More than 12% of online investors are gearing their investment portfolio and this could double in the next 12 months, the latest Investment Trends study reveals. And millennials are playing catchup.
The research house recently released its 2018 Borrowing to Invest Report, a study of the attitudes and behaviours of Australian online investors who use gearing to invest in direct shares, ETFs or managed funds. It's based on a survey of 8718 Australian-based online investors conducted between July and August this year.
It is estimated 86,000 online investors are gearing their investment portfolio. It's about 12% of more than 700,000 online investors, the research shows.
Investment Trends analyst John Carver said these geared investors are using several methods, the most common being margin lending products. Next is a line of credit secured against home equity and home loan redraw facilities.
"These borrowers firmly believe in gearing's effectiveness as a wealth creation strategy and on a net-basis agree others their age should also use leverage to achieve their goals," Carver said.
Investment Trends modelling suggests a further 81,000 online investors intend to begin using gearing in the next 12 months, and a further 230,000 could be encouraged to do so.
The use of gearing to invest is highest in the late accumulation stage, with 19% of online investors aged 50-64 using gearing. This is compared to 5% of millennial investors.
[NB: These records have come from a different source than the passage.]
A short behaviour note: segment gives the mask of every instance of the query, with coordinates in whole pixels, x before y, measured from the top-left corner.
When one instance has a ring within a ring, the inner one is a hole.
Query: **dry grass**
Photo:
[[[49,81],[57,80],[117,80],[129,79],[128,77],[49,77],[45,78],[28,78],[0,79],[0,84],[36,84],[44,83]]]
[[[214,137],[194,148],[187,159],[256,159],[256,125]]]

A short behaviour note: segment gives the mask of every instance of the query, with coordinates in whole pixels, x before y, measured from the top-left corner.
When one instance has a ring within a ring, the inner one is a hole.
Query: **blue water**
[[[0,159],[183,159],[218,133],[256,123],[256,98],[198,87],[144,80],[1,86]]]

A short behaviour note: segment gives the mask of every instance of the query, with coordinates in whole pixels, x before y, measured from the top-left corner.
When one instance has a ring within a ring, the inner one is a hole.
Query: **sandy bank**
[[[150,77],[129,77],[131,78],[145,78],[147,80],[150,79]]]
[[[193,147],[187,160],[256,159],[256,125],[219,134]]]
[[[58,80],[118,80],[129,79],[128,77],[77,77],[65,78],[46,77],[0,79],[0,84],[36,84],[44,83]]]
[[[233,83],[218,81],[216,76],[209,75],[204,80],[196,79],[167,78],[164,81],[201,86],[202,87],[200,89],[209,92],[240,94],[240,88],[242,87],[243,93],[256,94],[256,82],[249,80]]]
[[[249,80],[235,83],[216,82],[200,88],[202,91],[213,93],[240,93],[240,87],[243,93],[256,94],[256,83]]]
However, the researcher notes there is substantial interest among millennials, with more than half (52%) saying they would like to or can be encouraged to begin using borrowings to invest.
"In addition, millennials tend to consider a wider range of lenders before selecting a margin loan provider (3.8 on average versus 2.2 for the industry), meaning that lenders must establish a wider range of hooks to attract millennials who tend to be more demanding," Carver said.
"Lenders must recognise the unique set of needs and wants of younger investors, such as their greater desire for ETFs. Those who best understand these preferences will stand out."
Margin lending is the most popular credit product for those borrowing to invest in shares, ETFs and managed funds.
"Margin lending investors predominantly see borrowings as a long-term investing tool, not for short-term gains," Carver said.
This is also reflected in their level of gearing, with an average margin loan LVR (loan-to-value ratio) of 42%.